Struggle for Peace in the Midst of War

The following d’var Torah is based on a teaching of Rav Kook, z”l, as well as an insight on this teaching by Rabbi Normal Lamm, z”l.

The midrash states that “so great is peace, that even in a time of war, one needs peace.” What does this mean?

Rav Kook suggests an answer based on the tephilla we recite nightly where we ask God to spread over us a Sukkah of Peace. He then asks, what is the connection between a Sukkah and Peace?

His answer is to explore the halachot of building a sukkah. One might imagine the halacha is pretty obvious: simply build a structure with 4 walls and throw some schach on top of it. But that, of course, is not the halacha. We don’t need 4 walls after all; 3 are sufficient.

Even more than that. The three walls don’t need to be complete walls. Two and a little bit of a third is adequate.

And even more than that. According to Rav Lamm, “through a series of legal fictions, and utilizing such abstract ideas as מחיצתא אחית גוד ,לבוד, and עקומה דופן, the Halacha expanded the legal concept of sukkah by minimizing the requirements to the very core.” So much so, that it is possible to have something that barely looks like a Sukkah and yet nevertheless have a perfectly halachically acceptable Sukkah by which one may fulfill the mitzvah. “So wonderful, so vital, so significant is the
commandment of sukkah, that one must strive for whatever he can get out of it.”

Peace is fairly similar, suggests Rav Kook. The ideal vision of peace is illusory, something that unfortunately has often escaped our grasp. This reality reminds me of the famous line in the Book of Judges (5:31): “And the land was quiet for 40 years.”

40 years. That’s it. Throughout our entire history, a peace of 40 years is considered a great success.

Alas, back then, the Messianic vision vision of an enduring, universal peace was beyond our grasp.

And so too today.

Despite its absence, “so great is peace, that – like the sukkah – even a little piece of peace is a blessing.” Even when there is war – and peace seems to be the furthest thing from our minds – even when whole worlds have been destroyed and the nation as a whole is deep in mourning, the Midrash challenges us to struggle nevertheless to seek out small islands of peace, small glimmers of hope.

Such islands, though they pale in light of the pain of the attacks, provide some solace. They are the Sukkah of Shalom — an abode that halachically might almost appear as non-existent, and a value illusory and fleeting. But also, simultaneously, a gift from God, something we pray to have spread over us to provide us some degree of protection.
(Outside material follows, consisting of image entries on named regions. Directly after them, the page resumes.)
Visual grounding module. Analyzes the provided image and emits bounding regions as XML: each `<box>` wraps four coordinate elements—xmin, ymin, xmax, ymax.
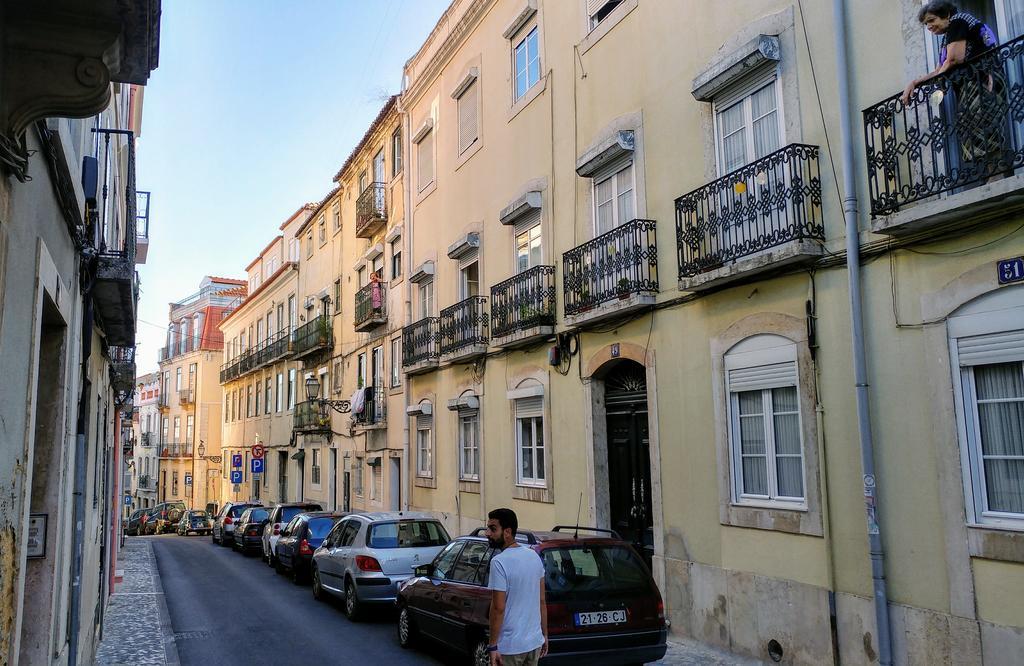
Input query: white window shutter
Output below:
<box><xmin>729</xmin><ymin>362</ymin><xmax>797</xmax><ymax>392</ymax></box>
<box><xmin>515</xmin><ymin>396</ymin><xmax>544</xmax><ymax>418</ymax></box>
<box><xmin>459</xmin><ymin>82</ymin><xmax>479</xmax><ymax>153</ymax></box>
<box><xmin>956</xmin><ymin>330</ymin><xmax>1024</xmax><ymax>366</ymax></box>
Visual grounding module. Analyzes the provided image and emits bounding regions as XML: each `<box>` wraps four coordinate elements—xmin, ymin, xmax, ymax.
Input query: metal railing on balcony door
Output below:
<box><xmin>352</xmin><ymin>281</ymin><xmax>387</xmax><ymax>326</ymax></box>
<box><xmin>562</xmin><ymin>219</ymin><xmax>657</xmax><ymax>315</ymax></box>
<box><xmin>490</xmin><ymin>266</ymin><xmax>555</xmax><ymax>338</ymax></box>
<box><xmin>401</xmin><ymin>317</ymin><xmax>439</xmax><ymax>367</ymax></box>
<box><xmin>863</xmin><ymin>37</ymin><xmax>1024</xmax><ymax>216</ymax></box>
<box><xmin>676</xmin><ymin>143</ymin><xmax>824</xmax><ymax>278</ymax></box>
<box><xmin>438</xmin><ymin>296</ymin><xmax>489</xmax><ymax>353</ymax></box>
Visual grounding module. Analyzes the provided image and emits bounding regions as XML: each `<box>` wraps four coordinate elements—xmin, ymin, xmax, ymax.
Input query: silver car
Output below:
<box><xmin>311</xmin><ymin>511</ymin><xmax>452</xmax><ymax>621</ymax></box>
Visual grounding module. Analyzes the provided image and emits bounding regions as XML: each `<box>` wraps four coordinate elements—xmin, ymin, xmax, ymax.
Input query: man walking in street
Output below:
<box><xmin>487</xmin><ymin>509</ymin><xmax>548</xmax><ymax>666</ymax></box>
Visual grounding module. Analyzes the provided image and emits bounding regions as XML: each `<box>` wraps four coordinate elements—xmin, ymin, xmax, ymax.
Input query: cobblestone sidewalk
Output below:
<box><xmin>655</xmin><ymin>638</ymin><xmax>765</xmax><ymax>666</ymax></box>
<box><xmin>96</xmin><ymin>537</ymin><xmax>178</xmax><ymax>665</ymax></box>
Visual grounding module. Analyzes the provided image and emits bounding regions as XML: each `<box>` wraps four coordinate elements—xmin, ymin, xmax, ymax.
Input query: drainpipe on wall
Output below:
<box><xmin>833</xmin><ymin>0</ymin><xmax>892</xmax><ymax>666</ymax></box>
<box><xmin>398</xmin><ymin>89</ymin><xmax>413</xmax><ymax>511</ymax></box>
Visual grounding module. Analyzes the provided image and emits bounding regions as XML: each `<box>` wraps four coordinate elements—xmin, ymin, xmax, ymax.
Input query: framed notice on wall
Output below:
<box><xmin>26</xmin><ymin>513</ymin><xmax>47</xmax><ymax>559</ymax></box>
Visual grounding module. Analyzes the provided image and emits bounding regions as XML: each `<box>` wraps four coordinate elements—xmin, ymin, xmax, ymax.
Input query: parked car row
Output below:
<box><xmin>211</xmin><ymin>503</ymin><xmax>667</xmax><ymax>665</ymax></box>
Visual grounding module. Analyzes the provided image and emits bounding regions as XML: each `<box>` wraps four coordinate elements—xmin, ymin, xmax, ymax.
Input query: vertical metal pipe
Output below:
<box><xmin>827</xmin><ymin>0</ymin><xmax>892</xmax><ymax>666</ymax></box>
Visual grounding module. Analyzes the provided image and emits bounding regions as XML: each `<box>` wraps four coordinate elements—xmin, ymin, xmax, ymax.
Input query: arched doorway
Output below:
<box><xmin>603</xmin><ymin>360</ymin><xmax>654</xmax><ymax>565</ymax></box>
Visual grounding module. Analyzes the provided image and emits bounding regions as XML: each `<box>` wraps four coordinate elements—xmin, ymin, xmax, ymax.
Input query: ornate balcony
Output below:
<box><xmin>355</xmin><ymin>182</ymin><xmax>387</xmax><ymax>238</ymax></box>
<box><xmin>160</xmin><ymin>442</ymin><xmax>193</xmax><ymax>458</ymax></box>
<box><xmin>353</xmin><ymin>281</ymin><xmax>387</xmax><ymax>331</ymax></box>
<box><xmin>676</xmin><ymin>143</ymin><xmax>824</xmax><ymax>291</ymax></box>
<box><xmin>401</xmin><ymin>317</ymin><xmax>440</xmax><ymax>375</ymax></box>
<box><xmin>438</xmin><ymin>296</ymin><xmax>490</xmax><ymax>363</ymax></box>
<box><xmin>490</xmin><ymin>266</ymin><xmax>555</xmax><ymax>347</ymax></box>
<box><xmin>562</xmin><ymin>219</ymin><xmax>657</xmax><ymax>326</ymax></box>
<box><xmin>292</xmin><ymin>401</ymin><xmax>331</xmax><ymax>434</ymax></box>
<box><xmin>352</xmin><ymin>386</ymin><xmax>387</xmax><ymax>429</ymax></box>
<box><xmin>863</xmin><ymin>37</ymin><xmax>1024</xmax><ymax>236</ymax></box>
<box><xmin>292</xmin><ymin>315</ymin><xmax>332</xmax><ymax>360</ymax></box>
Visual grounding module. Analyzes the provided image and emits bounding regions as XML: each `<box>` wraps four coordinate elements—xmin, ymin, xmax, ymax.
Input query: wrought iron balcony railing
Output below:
<box><xmin>401</xmin><ymin>317</ymin><xmax>440</xmax><ymax>368</ymax></box>
<box><xmin>292</xmin><ymin>401</ymin><xmax>331</xmax><ymax>432</ymax></box>
<box><xmin>160</xmin><ymin>442</ymin><xmax>193</xmax><ymax>458</ymax></box>
<box><xmin>676</xmin><ymin>143</ymin><xmax>824</xmax><ymax>279</ymax></box>
<box><xmin>292</xmin><ymin>315</ymin><xmax>332</xmax><ymax>359</ymax></box>
<box><xmin>562</xmin><ymin>219</ymin><xmax>657</xmax><ymax>315</ymax></box>
<box><xmin>438</xmin><ymin>296</ymin><xmax>490</xmax><ymax>355</ymax></box>
<box><xmin>352</xmin><ymin>386</ymin><xmax>387</xmax><ymax>425</ymax></box>
<box><xmin>355</xmin><ymin>182</ymin><xmax>387</xmax><ymax>238</ymax></box>
<box><xmin>863</xmin><ymin>37</ymin><xmax>1024</xmax><ymax>217</ymax></box>
<box><xmin>353</xmin><ymin>281</ymin><xmax>387</xmax><ymax>331</ymax></box>
<box><xmin>490</xmin><ymin>266</ymin><xmax>555</xmax><ymax>338</ymax></box>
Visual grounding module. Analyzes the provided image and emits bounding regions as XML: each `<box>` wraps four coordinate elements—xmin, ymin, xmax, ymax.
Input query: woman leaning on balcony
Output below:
<box><xmin>901</xmin><ymin>0</ymin><xmax>1007</xmax><ymax>167</ymax></box>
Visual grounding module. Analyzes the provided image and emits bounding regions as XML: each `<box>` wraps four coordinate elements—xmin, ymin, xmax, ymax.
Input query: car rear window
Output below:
<box><xmin>541</xmin><ymin>544</ymin><xmax>653</xmax><ymax>601</ymax></box>
<box><xmin>367</xmin><ymin>521</ymin><xmax>451</xmax><ymax>548</ymax></box>
<box><xmin>309</xmin><ymin>517</ymin><xmax>338</xmax><ymax>539</ymax></box>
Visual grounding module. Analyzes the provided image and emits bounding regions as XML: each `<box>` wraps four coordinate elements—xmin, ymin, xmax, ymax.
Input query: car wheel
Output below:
<box><xmin>345</xmin><ymin>579</ymin><xmax>362</xmax><ymax>622</ymax></box>
<box><xmin>472</xmin><ymin>638</ymin><xmax>490</xmax><ymax>666</ymax></box>
<box><xmin>398</xmin><ymin>606</ymin><xmax>419</xmax><ymax>650</ymax></box>
<box><xmin>312</xmin><ymin>565</ymin><xmax>327</xmax><ymax>601</ymax></box>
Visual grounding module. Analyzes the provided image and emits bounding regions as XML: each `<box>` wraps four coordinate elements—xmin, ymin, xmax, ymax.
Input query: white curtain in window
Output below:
<box><xmin>974</xmin><ymin>363</ymin><xmax>1024</xmax><ymax>513</ymax></box>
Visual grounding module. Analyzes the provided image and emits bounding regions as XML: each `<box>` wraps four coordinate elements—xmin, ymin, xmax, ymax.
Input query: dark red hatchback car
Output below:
<box><xmin>397</xmin><ymin>526</ymin><xmax>667</xmax><ymax>666</ymax></box>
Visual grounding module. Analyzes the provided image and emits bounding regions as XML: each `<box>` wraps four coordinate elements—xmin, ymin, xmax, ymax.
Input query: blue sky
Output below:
<box><xmin>137</xmin><ymin>0</ymin><xmax>449</xmax><ymax>374</ymax></box>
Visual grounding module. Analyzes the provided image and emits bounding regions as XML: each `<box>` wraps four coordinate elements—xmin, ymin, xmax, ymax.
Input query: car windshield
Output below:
<box><xmin>367</xmin><ymin>521</ymin><xmax>451</xmax><ymax>548</ymax></box>
<box><xmin>541</xmin><ymin>544</ymin><xmax>652</xmax><ymax>601</ymax></box>
<box><xmin>309</xmin><ymin>517</ymin><xmax>338</xmax><ymax>539</ymax></box>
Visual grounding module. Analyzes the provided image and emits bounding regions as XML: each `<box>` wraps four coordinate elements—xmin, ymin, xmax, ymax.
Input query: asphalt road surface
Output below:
<box><xmin>150</xmin><ymin>535</ymin><xmax>452</xmax><ymax>666</ymax></box>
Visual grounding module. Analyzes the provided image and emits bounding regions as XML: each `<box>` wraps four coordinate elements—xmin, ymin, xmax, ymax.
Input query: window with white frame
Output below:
<box><xmin>714</xmin><ymin>68</ymin><xmax>783</xmax><ymax>175</ymax></box>
<box><xmin>416</xmin><ymin>129</ymin><xmax>434</xmax><ymax>192</ymax></box>
<box><xmin>587</xmin><ymin>0</ymin><xmax>623</xmax><ymax>30</ymax></box>
<box><xmin>459</xmin><ymin>410</ymin><xmax>480</xmax><ymax>481</ymax></box>
<box><xmin>456</xmin><ymin>80</ymin><xmax>480</xmax><ymax>155</ymax></box>
<box><xmin>947</xmin><ymin>287</ymin><xmax>1024</xmax><ymax>529</ymax></box>
<box><xmin>309</xmin><ymin>448</ymin><xmax>321</xmax><ymax>486</ymax></box>
<box><xmin>512</xmin><ymin>25</ymin><xmax>541</xmax><ymax>100</ymax></box>
<box><xmin>416</xmin><ymin>414</ymin><xmax>434</xmax><ymax>476</ymax></box>
<box><xmin>594</xmin><ymin>160</ymin><xmax>636</xmax><ymax>236</ymax></box>
<box><xmin>725</xmin><ymin>334</ymin><xmax>807</xmax><ymax>507</ymax></box>
<box><xmin>515</xmin><ymin>396</ymin><xmax>547</xmax><ymax>486</ymax></box>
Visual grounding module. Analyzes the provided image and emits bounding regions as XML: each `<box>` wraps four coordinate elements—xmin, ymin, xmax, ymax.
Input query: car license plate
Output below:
<box><xmin>575</xmin><ymin>611</ymin><xmax>626</xmax><ymax>627</ymax></box>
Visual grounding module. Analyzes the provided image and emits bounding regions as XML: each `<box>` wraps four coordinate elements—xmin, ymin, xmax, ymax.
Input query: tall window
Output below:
<box><xmin>416</xmin><ymin>129</ymin><xmax>434</xmax><ymax>192</ymax></box>
<box><xmin>456</xmin><ymin>81</ymin><xmax>480</xmax><ymax>154</ymax></box>
<box><xmin>715</xmin><ymin>75</ymin><xmax>782</xmax><ymax>175</ymax></box>
<box><xmin>594</xmin><ymin>161</ymin><xmax>636</xmax><ymax>234</ymax></box>
<box><xmin>725</xmin><ymin>335</ymin><xmax>806</xmax><ymax>505</ymax></box>
<box><xmin>391</xmin><ymin>238</ymin><xmax>401</xmax><ymax>280</ymax></box>
<box><xmin>515</xmin><ymin>396</ymin><xmax>547</xmax><ymax>486</ymax></box>
<box><xmin>459</xmin><ymin>410</ymin><xmax>480</xmax><ymax>481</ymax></box>
<box><xmin>391</xmin><ymin>338</ymin><xmax>401</xmax><ymax>388</ymax></box>
<box><xmin>391</xmin><ymin>127</ymin><xmax>401</xmax><ymax>178</ymax></box>
<box><xmin>416</xmin><ymin>414</ymin><xmax>434</xmax><ymax>476</ymax></box>
<box><xmin>512</xmin><ymin>26</ymin><xmax>541</xmax><ymax>99</ymax></box>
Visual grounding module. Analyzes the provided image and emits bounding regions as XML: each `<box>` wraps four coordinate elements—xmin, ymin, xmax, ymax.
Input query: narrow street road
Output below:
<box><xmin>147</xmin><ymin>535</ymin><xmax>446</xmax><ymax>666</ymax></box>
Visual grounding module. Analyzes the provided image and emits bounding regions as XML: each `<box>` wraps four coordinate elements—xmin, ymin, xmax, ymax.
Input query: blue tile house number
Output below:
<box><xmin>996</xmin><ymin>257</ymin><xmax>1024</xmax><ymax>285</ymax></box>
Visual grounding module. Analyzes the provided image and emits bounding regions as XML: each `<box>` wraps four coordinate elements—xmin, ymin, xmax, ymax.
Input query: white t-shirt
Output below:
<box><xmin>487</xmin><ymin>546</ymin><xmax>544</xmax><ymax>655</ymax></box>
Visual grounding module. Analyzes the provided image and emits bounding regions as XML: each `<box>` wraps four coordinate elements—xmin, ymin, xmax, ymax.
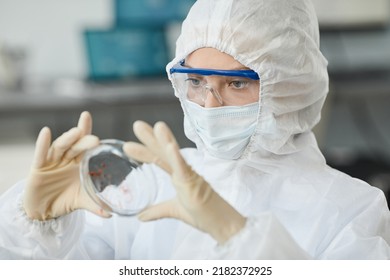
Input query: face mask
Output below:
<box><xmin>185</xmin><ymin>101</ymin><xmax>259</xmax><ymax>159</ymax></box>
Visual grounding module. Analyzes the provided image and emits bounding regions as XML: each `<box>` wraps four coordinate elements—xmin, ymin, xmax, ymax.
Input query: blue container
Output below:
<box><xmin>114</xmin><ymin>0</ymin><xmax>196</xmax><ymax>26</ymax></box>
<box><xmin>84</xmin><ymin>28</ymin><xmax>168</xmax><ymax>80</ymax></box>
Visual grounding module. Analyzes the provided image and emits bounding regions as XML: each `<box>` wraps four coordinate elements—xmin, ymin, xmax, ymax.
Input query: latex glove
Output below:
<box><xmin>124</xmin><ymin>121</ymin><xmax>246</xmax><ymax>244</ymax></box>
<box><xmin>23</xmin><ymin>112</ymin><xmax>110</xmax><ymax>220</ymax></box>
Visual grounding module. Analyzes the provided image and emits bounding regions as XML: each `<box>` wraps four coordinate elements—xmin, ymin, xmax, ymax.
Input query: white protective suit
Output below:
<box><xmin>0</xmin><ymin>0</ymin><xmax>390</xmax><ymax>259</ymax></box>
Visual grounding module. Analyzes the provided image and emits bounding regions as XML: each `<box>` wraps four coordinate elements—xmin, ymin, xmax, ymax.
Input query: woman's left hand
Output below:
<box><xmin>124</xmin><ymin>121</ymin><xmax>246</xmax><ymax>244</ymax></box>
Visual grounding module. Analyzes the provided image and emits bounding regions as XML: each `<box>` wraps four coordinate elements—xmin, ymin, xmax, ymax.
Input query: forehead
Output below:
<box><xmin>185</xmin><ymin>48</ymin><xmax>248</xmax><ymax>70</ymax></box>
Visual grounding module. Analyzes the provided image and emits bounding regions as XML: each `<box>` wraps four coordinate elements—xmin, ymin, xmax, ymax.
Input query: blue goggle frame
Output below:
<box><xmin>169</xmin><ymin>60</ymin><xmax>260</xmax><ymax>80</ymax></box>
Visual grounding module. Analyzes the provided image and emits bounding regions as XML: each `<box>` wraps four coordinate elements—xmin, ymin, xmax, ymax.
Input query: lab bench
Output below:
<box><xmin>0</xmin><ymin>78</ymin><xmax>193</xmax><ymax>147</ymax></box>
And what are some of these islands?

There are the heroic acts of so many, soldiers and citizens alike, men and women, young people seizing responsibility earlier than anyone could ever imagine and grandparents providing strength and courage long after they already completed their responsibilities of fighting. They risked their lives – often with full knowledge of a dreadful end – to save the lives of others. It is no easy thing to be a Tzadik; even harder to be a Tzadik with a heart and courage of a lion.

Then there is the home front. For every volunteer opportunity offered, ten-fold the number of people needed show up. Money, time, love, concern, prayers … and loads of sandwiches … flow like a might river throughout our land. Our summer of animosity has been transformed to our fall of unity.

There is also an island of peace in the world beyond our borders. Fellow Jews who have mobilized as it were their own children on the front line … because for many of them, they are. And there is also an island of peace in seeing how the civilized world has responded. The moral clarity that emanates from capitals around the world – even as moral idiocy plagues far too many – is a welcome peace we must cherish even as we mourn. Statements of support from within the Arab world, too few to form a river, but much greater than any trickle in the past, must also be applauded and appreciated.

Within all these islands of peace there are seeds of hope that may one day transform our mourning to celebration. Our tears of pain and mourning will be provide the first watering of these seeds, though in time, may we supplement them with tears of joy as well.